Unfallversicherung: Beliebt, aber nicht für jeden Arzt sinnvoll
A&W RedaktionUnverzichtbar. Für jedermann wichtig. So beschreiben Versicherungsvertreter oft die private Unfallversicherung. Doch ist diese Einschätzung wirklich zutreffend? Was Ärztinnen und Ärzte wissen sollten.
Es ist ein offenes Geheimnis: Die gesetzliche Unfallversicherung hat – so Praxisinhaber überhaupt von ihr profitieren – erhebliche Lücken. Sie greift nur bei Arbeits- und Wegeunfällen sowie Berufskrankheiten. Wer sich anderweitig verletzt und bleibende Schäden davonträgt, darf auf keine Leistungen hoffen. Vor diesem Hintergrund erscheint eine private Unfallversicherung zunächst sinnvoll. Doch welche Voraussetzungen müssen erfüllt sein, damit die Versicherung zahlt?
Die wichtigsten Fakten:
- Die private Unfallversicherung zahlt nur, wenn aufgrund eines Unfalls eine Invalidität entsteht. Sie greift nicht bei bleibenden Gesundheitsschäden durch eine Erkrankung.
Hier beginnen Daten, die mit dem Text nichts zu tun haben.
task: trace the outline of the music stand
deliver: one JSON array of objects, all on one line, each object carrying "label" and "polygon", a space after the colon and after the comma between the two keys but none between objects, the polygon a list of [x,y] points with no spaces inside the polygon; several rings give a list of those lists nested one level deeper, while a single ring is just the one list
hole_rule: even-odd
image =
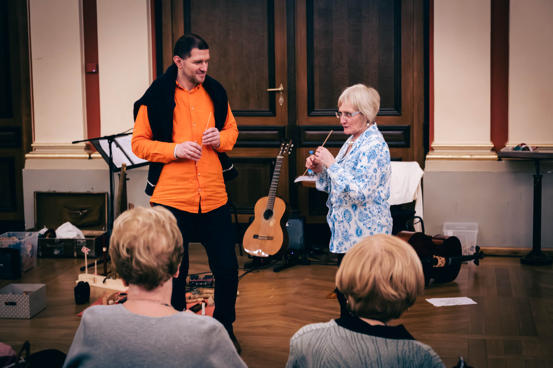
[{"label": "music stand", "polygon": [[[137,157],[133,153],[131,146],[131,140],[132,138],[132,133],[124,132],[118,134],[105,135],[96,138],[89,138],[81,140],[75,140],[71,143],[80,143],[81,142],[90,142],[100,154],[102,157],[107,162],[109,169],[109,214],[107,221],[108,235],[111,234],[113,228],[113,197],[115,195],[115,186],[113,183],[113,174],[121,171],[121,165],[127,164],[127,169],[134,169],[144,166],[149,164],[146,160]],[[108,152],[106,152],[107,151]],[[106,276],[107,268],[106,265],[106,255],[105,252],[104,259],[100,260],[99,263],[104,263],[104,274]],[[93,265],[93,262],[87,267]],[[84,271],[85,267],[81,267]]]}]

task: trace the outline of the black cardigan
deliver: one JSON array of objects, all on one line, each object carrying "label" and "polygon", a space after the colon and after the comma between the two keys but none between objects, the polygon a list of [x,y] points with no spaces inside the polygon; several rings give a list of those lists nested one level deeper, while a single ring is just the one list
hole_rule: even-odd
[{"label": "black cardigan", "polygon": [[[136,120],[141,105],[148,108],[148,119],[152,129],[152,140],[173,142],[173,111],[175,109],[175,87],[177,76],[176,65],[173,64],[159,78],[154,81],[144,96],[134,103],[134,120]],[[228,100],[227,92],[221,83],[209,76],[206,76],[202,84],[213,101],[215,127],[220,132],[227,120]],[[225,153],[217,152],[223,168],[223,178],[228,181],[236,177],[238,171],[234,169]],[[146,194],[152,196],[163,169],[163,162],[150,162],[148,172]]]}]

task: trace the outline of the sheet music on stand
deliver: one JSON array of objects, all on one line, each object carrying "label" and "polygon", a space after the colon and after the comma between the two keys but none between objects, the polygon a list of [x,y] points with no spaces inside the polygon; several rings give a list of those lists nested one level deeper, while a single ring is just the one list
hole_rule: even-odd
[{"label": "sheet music on stand", "polygon": [[[133,153],[131,146],[132,133],[127,135],[116,137],[112,143],[111,149],[113,160],[113,172],[121,171],[121,165],[127,164],[127,169],[134,169],[148,165],[146,160],[140,159]],[[107,139],[99,139],[92,141],[92,144],[106,162],[109,162],[109,145]]]}]

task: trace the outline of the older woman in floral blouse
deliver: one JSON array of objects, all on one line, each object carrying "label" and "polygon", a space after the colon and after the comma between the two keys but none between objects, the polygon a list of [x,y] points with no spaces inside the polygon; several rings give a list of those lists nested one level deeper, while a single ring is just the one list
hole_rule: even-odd
[{"label": "older woman in floral blouse", "polygon": [[[326,217],[330,251],[344,255],[357,241],[374,234],[392,233],[390,150],[377,127],[380,108],[376,90],[364,85],[349,87],[338,100],[336,117],[351,136],[335,157],[324,147],[307,157],[306,167],[316,174],[317,189],[328,193]],[[346,299],[336,291],[341,314],[347,314]]]}]

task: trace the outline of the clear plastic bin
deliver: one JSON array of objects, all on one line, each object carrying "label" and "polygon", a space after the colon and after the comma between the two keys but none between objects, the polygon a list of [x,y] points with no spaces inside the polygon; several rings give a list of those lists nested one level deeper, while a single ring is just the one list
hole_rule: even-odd
[{"label": "clear plastic bin", "polygon": [[0,248],[19,250],[21,272],[36,266],[38,232],[10,232],[0,235]]},{"label": "clear plastic bin", "polygon": [[446,222],[444,224],[444,235],[457,236],[463,246],[463,255],[472,255],[476,246],[478,224],[474,222]]}]

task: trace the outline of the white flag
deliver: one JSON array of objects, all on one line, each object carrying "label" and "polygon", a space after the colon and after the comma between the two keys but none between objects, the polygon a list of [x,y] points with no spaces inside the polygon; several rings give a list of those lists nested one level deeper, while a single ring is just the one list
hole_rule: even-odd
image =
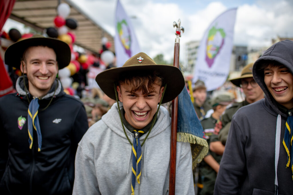
[{"label": "white flag", "polygon": [[222,86],[229,74],[237,10],[229,10],[218,16],[200,42],[193,82],[202,80],[207,91]]},{"label": "white flag", "polygon": [[141,51],[130,20],[119,0],[117,2],[115,16],[116,65],[117,67],[120,67]]}]

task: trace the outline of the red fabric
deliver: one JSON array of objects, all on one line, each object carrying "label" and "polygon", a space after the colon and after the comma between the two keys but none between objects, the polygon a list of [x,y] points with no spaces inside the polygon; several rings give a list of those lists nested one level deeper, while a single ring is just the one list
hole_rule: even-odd
[{"label": "red fabric", "polygon": [[[2,29],[5,22],[10,15],[15,1],[0,1],[0,29]],[[14,91],[12,81],[7,73],[3,61],[0,56],[0,97]]]}]

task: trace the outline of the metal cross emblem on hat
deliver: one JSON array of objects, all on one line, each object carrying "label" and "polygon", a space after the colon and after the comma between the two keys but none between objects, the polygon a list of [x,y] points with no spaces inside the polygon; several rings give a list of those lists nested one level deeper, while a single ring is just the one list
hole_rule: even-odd
[{"label": "metal cross emblem on hat", "polygon": [[138,60],[138,61],[139,63],[140,63],[143,60],[144,58],[142,58],[141,56],[140,56],[139,58],[137,58],[137,59]]}]

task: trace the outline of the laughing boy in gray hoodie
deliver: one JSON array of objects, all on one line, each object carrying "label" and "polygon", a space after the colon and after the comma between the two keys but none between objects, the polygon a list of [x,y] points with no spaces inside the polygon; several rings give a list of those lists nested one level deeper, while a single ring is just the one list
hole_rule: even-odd
[{"label": "laughing boy in gray hoodie", "polygon": [[[184,87],[180,70],[141,53],[96,80],[117,103],[79,144],[73,194],[168,194],[171,120],[160,106]],[[176,149],[175,192],[194,194],[190,144]]]},{"label": "laughing boy in gray hoodie", "polygon": [[293,41],[270,47],[252,73],[265,98],[233,116],[214,194],[292,194]]}]

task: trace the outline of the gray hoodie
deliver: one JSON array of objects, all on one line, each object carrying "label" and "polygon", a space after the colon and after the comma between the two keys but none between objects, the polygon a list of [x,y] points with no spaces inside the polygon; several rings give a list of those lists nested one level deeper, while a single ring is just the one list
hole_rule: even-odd
[{"label": "gray hoodie", "polygon": [[253,65],[253,77],[266,97],[241,108],[233,116],[215,194],[293,194],[292,172],[285,168],[287,154],[282,143],[287,116],[267,89],[263,70],[259,70],[272,61],[293,74],[293,41],[274,44]]},{"label": "gray hoodie", "polygon": [[[122,104],[120,107],[122,107]],[[117,103],[91,127],[79,144],[74,194],[130,194],[132,146],[122,128]],[[161,106],[158,119],[142,147],[140,184],[135,194],[168,194],[171,119]],[[125,127],[132,141],[133,134]],[[140,138],[142,143],[146,134]],[[176,193],[194,194],[190,144],[177,142]]]}]

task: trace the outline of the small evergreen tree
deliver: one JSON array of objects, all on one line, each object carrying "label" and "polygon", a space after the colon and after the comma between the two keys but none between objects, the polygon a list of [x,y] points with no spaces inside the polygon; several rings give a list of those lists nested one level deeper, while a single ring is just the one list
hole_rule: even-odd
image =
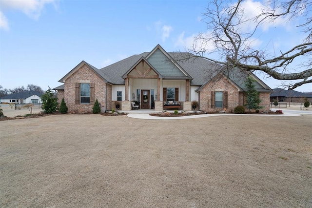
[{"label": "small evergreen tree", "polygon": [[99,113],[101,112],[101,108],[99,107],[98,99],[96,100],[96,102],[95,103],[92,109],[93,109],[93,113]]},{"label": "small evergreen tree", "polygon": [[59,112],[62,114],[66,114],[68,111],[68,108],[66,106],[66,104],[65,103],[64,98],[62,99],[62,102],[60,103],[60,105],[59,106]]},{"label": "small evergreen tree", "polygon": [[44,110],[46,113],[53,113],[58,110],[58,98],[53,97],[54,95],[52,90],[49,87],[49,89],[41,97],[42,101],[41,108]]},{"label": "small evergreen tree", "polygon": [[0,118],[4,117],[3,111],[2,108],[0,108]]},{"label": "small evergreen tree", "polygon": [[246,93],[247,94],[247,103],[246,106],[248,111],[251,109],[258,110],[263,108],[263,106],[259,106],[261,101],[259,97],[259,93],[255,88],[254,83],[255,81],[250,76],[249,76],[245,82],[245,86],[247,88]]},{"label": "small evergreen tree", "polygon": [[308,100],[308,98],[305,98],[303,105],[306,107],[308,107],[310,105],[310,102],[309,101],[309,100]]}]

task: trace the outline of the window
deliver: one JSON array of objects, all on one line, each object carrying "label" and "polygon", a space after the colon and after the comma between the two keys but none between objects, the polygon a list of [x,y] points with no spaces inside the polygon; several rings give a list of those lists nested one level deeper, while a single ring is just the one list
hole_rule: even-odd
[{"label": "window", "polygon": [[211,92],[211,108],[228,108],[228,92]]},{"label": "window", "polygon": [[167,88],[167,101],[175,101],[175,88]]},{"label": "window", "polygon": [[223,107],[223,92],[215,92],[215,107]]},{"label": "window", "polygon": [[80,103],[90,104],[90,83],[80,84]]},{"label": "window", "polygon": [[154,102],[154,90],[151,90],[151,103]]},{"label": "window", "polygon": [[117,91],[117,101],[121,101],[122,100],[122,91]]},{"label": "window", "polygon": [[163,90],[162,95],[163,101],[179,101],[179,88],[178,87],[164,87]]},{"label": "window", "polygon": [[38,104],[39,101],[39,99],[31,99],[32,104]]}]

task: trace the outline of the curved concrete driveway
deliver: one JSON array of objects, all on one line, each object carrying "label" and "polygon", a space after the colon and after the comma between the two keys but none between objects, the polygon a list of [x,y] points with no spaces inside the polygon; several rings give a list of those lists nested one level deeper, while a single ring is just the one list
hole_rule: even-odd
[{"label": "curved concrete driveway", "polygon": [[[270,114],[236,114],[234,113],[220,113],[220,114],[199,114],[192,115],[191,116],[180,116],[176,117],[165,117],[159,116],[150,116],[149,114],[139,114],[135,113],[129,113],[127,115],[128,117],[134,118],[135,119],[155,119],[155,120],[172,120],[172,119],[195,119],[198,118],[209,117],[211,116],[302,116],[296,112],[289,112],[292,110],[289,110],[288,112],[285,112],[284,114],[279,115],[270,115]],[[310,112],[311,113],[311,112]],[[310,114],[312,114],[310,113]]]}]

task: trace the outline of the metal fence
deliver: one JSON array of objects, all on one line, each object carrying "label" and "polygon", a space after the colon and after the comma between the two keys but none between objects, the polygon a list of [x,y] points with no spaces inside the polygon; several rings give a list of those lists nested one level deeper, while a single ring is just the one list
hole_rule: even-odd
[{"label": "metal fence", "polygon": [[41,108],[42,106],[42,104],[16,104],[14,109],[15,110],[20,110],[21,109],[29,109],[30,107],[33,109]]},{"label": "metal fence", "polygon": [[279,108],[282,108],[282,107],[285,107],[285,108],[287,107],[287,103],[280,103],[280,102],[278,102],[278,105],[274,105],[274,103],[273,102],[271,102],[271,107],[278,107]]}]

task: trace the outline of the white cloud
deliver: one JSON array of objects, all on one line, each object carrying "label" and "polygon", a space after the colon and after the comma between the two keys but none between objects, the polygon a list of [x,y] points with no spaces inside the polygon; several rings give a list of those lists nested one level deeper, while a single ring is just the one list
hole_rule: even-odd
[{"label": "white cloud", "polygon": [[0,29],[2,29],[4,30],[9,30],[8,20],[1,11],[0,11]]},{"label": "white cloud", "polygon": [[101,63],[101,67],[104,67],[111,63],[113,63],[113,61],[111,59],[106,59]]},{"label": "white cloud", "polygon": [[[213,42],[208,42],[203,40],[195,40],[197,34],[184,37],[184,32],[179,35],[175,43],[175,46],[181,46],[187,49],[193,51],[205,51],[206,52],[212,51],[214,49],[214,44]],[[202,34],[203,37],[208,38],[209,33],[207,32]]]},{"label": "white cloud", "polygon": [[166,39],[168,38],[170,36],[170,32],[172,31],[173,29],[171,26],[164,25],[162,26],[161,31],[162,31],[162,41],[165,42]]},{"label": "white cloud", "polygon": [[173,27],[170,25],[166,25],[162,23],[161,21],[157,21],[154,23],[156,31],[157,33],[161,35],[161,39],[163,42],[165,42],[166,39],[169,38],[170,33],[173,31]]},{"label": "white cloud", "polygon": [[56,2],[58,0],[1,0],[0,11],[0,29],[8,30],[8,21],[3,11],[6,10],[19,10],[34,20],[38,20],[42,10],[47,4],[56,6]]}]

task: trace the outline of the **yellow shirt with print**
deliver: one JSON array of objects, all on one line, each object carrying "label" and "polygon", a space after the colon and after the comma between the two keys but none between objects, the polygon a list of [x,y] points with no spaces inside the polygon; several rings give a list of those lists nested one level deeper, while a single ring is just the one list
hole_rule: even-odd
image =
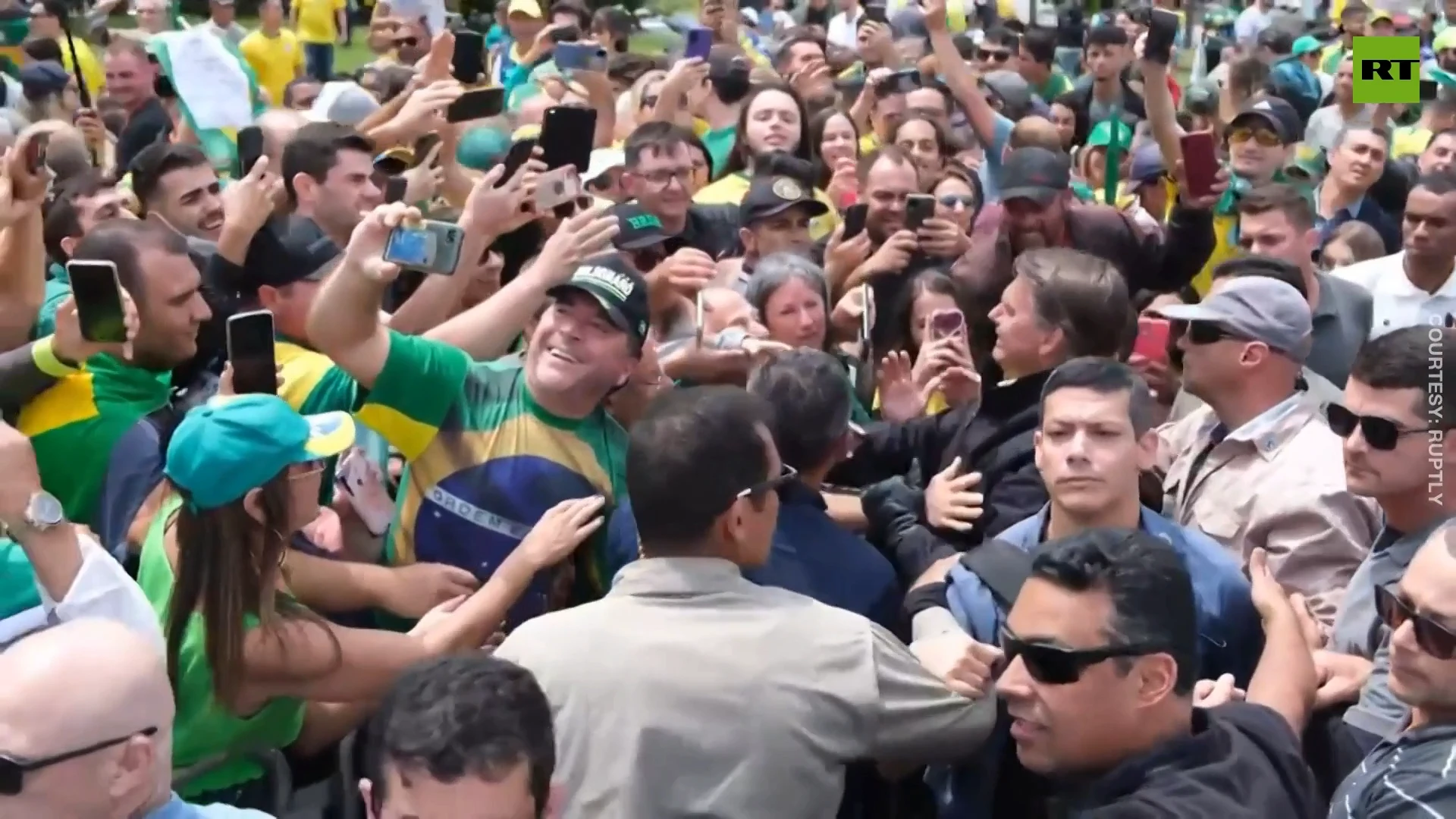
[{"label": "yellow shirt with print", "polygon": [[303,71],[303,47],[298,44],[298,35],[287,29],[275,36],[255,31],[237,44],[237,50],[258,74],[258,85],[268,92],[268,101],[282,105],[282,90]]},{"label": "yellow shirt with print", "polygon": [[[748,195],[748,175],[740,172],[729,173],[697,191],[693,201],[697,204],[743,204],[745,195]],[[834,203],[830,201],[828,194],[824,191],[814,188],[814,198],[828,207],[828,213],[817,216],[814,222],[810,222],[810,238],[818,242],[833,233],[834,227],[839,227],[839,211],[834,210]]]},{"label": "yellow shirt with print", "polygon": [[298,41],[333,45],[339,39],[338,13],[347,0],[293,0],[298,15]]},{"label": "yellow shirt with print", "polygon": [[[84,39],[77,38],[73,42],[76,44],[76,58],[82,64],[82,79],[86,80],[86,90],[95,98],[106,90],[106,70],[102,68],[100,60],[96,58],[96,52],[90,50],[90,45]],[[61,64],[71,74],[76,73],[76,64],[71,63],[71,50],[64,44],[61,45]]]}]

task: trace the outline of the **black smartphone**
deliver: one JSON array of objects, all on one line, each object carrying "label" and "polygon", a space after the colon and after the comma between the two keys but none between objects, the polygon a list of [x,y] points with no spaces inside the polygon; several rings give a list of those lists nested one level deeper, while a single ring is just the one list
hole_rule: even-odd
[{"label": "black smartphone", "polygon": [[252,310],[229,316],[227,361],[233,364],[233,392],[237,395],[278,393],[271,312]]},{"label": "black smartphone", "polygon": [[1178,15],[1165,9],[1153,9],[1147,20],[1147,39],[1143,41],[1143,58],[1166,66],[1174,58],[1176,39]]},{"label": "black smartphone", "polygon": [[454,55],[450,57],[450,76],[460,85],[475,85],[485,73],[485,38],[480,32],[463,29],[456,32]]},{"label": "black smartphone", "polygon": [[384,201],[397,203],[405,198],[405,188],[409,187],[409,179],[403,176],[390,176],[384,181]]},{"label": "black smartphone", "polygon": [[237,179],[248,176],[264,156],[264,130],[249,125],[237,130]]},{"label": "black smartphone", "polygon": [[597,112],[591,108],[558,105],[542,115],[542,160],[546,168],[575,165],[585,173],[591,165],[591,134],[597,133]]},{"label": "black smartphone", "polygon": [[462,93],[446,108],[447,122],[469,122],[470,119],[485,119],[498,117],[505,111],[504,87],[482,87]]},{"label": "black smartphone", "polygon": [[919,230],[932,216],[935,216],[935,197],[925,194],[906,197],[906,230]]},{"label": "black smartphone", "polygon": [[865,232],[865,217],[869,214],[869,205],[866,204],[852,204],[844,208],[844,240],[850,240]]},{"label": "black smartphone", "polygon": [[71,259],[66,262],[71,277],[71,297],[82,338],[103,344],[127,341],[127,307],[121,300],[116,265],[108,261]]}]

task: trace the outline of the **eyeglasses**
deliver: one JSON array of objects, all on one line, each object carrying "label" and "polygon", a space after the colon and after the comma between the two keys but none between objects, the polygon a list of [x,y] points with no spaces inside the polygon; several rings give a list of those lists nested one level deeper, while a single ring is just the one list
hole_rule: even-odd
[{"label": "eyeglasses", "polygon": [[1254,140],[1262,147],[1278,147],[1284,144],[1284,140],[1278,138],[1274,131],[1265,131],[1264,128],[1235,128],[1229,131],[1230,143],[1246,143]]},{"label": "eyeglasses", "polygon": [[1382,418],[1379,415],[1356,415],[1340,404],[1332,402],[1325,405],[1325,421],[1328,421],[1329,428],[1335,430],[1335,434],[1342,439],[1356,434],[1356,427],[1358,427],[1360,434],[1366,439],[1366,443],[1370,444],[1370,449],[1379,449],[1380,452],[1390,452],[1395,449],[1395,444],[1401,443],[1404,436],[1431,431],[1431,427],[1406,430],[1390,418]]},{"label": "eyeglasses", "polygon": [[748,487],[747,490],[743,490],[741,493],[738,493],[737,497],[748,498],[748,500],[759,500],[760,497],[763,497],[763,495],[766,495],[769,493],[779,491],[783,487],[783,484],[788,484],[789,481],[792,481],[792,479],[795,479],[798,477],[799,477],[799,471],[798,469],[795,469],[794,466],[789,466],[788,463],[783,463],[782,466],[779,466],[779,474],[776,477],[769,478],[767,481],[759,481],[757,484],[754,484],[754,485]]},{"label": "eyeglasses", "polygon": [[108,739],[105,742],[98,742],[96,745],[87,745],[79,751],[67,751],[66,753],[57,753],[55,756],[44,756],[41,759],[15,759],[12,756],[0,755],[0,796],[19,796],[25,788],[25,775],[33,774],[42,768],[50,768],[51,765],[60,765],[61,762],[70,762],[71,759],[79,759],[89,753],[96,753],[98,751],[105,751],[108,748],[115,748],[134,736],[151,736],[157,733],[156,727],[141,729],[140,732],[128,733],[127,736],[118,736],[116,739]]},{"label": "eyeglasses", "polygon": [[1449,628],[1418,614],[1401,596],[1385,586],[1374,587],[1374,611],[1380,614],[1380,621],[1390,631],[1396,631],[1409,621],[1415,631],[1415,644],[1437,660],[1456,657],[1456,634]]},{"label": "eyeglasses", "polygon": [[1200,347],[1204,344],[1217,344],[1219,341],[1227,341],[1230,338],[1238,341],[1248,341],[1246,338],[1235,332],[1230,332],[1213,322],[1200,322],[1200,321],[1174,322],[1172,329],[1175,334],[1185,335],[1188,338],[1188,344],[1197,344]]},{"label": "eyeglasses", "polygon": [[1115,657],[1142,657],[1162,650],[1162,646],[1150,643],[1104,646],[1101,648],[1063,648],[1045,643],[1028,643],[1013,635],[1010,630],[1002,628],[1002,651],[1006,654],[1006,665],[1021,657],[1031,679],[1044,685],[1072,685],[1082,679],[1082,672],[1098,663]]}]

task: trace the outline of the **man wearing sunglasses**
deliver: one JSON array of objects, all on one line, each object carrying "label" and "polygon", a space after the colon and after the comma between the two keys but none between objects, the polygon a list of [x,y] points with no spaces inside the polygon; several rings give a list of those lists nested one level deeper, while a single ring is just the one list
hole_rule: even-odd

Ein Unfall im versicherungsrechtlichen Sinn liegt vor, „wenn ein plötzlich von außen auf den Körper wirkendes Ereignis unfreiwillig einen Gesundheitsschaden hervorruft“. Als Unfall gilt außerdem, wenn durch eine erhöhte Kraftanstrengung an Gliedmaßen oder Wirbelsäule ein Gelenk verrenkt wird oder Muskeln, Sehnen, Bänder oder Kapseln gezerrt oder zerrissen werden. Bleibende Schäden durch Insektenstiche und Tierbisse wie Borreliose oder Malaria sind in der Regel ebenfalls versichert.
- Die Unfallversicherung zahlt in der Regel einmalig einen Betrag. Bei den meisten Gesellschaften lässt sich gegen Aufpreis die Zahlung einer Unfallrente vereinbaren.
- Wer sich für einen Vertrag interessiert, sollte sich aber bewusst sein: Das Risiko, nach einem Unfall invalide zu sein, ist gering. Aktuelle Zahlen des Statistischen Bundesamtes belegen, dass nur ein Prozent der Behinderungen in Deutschland auf einen Unfall zurückzuführen sind.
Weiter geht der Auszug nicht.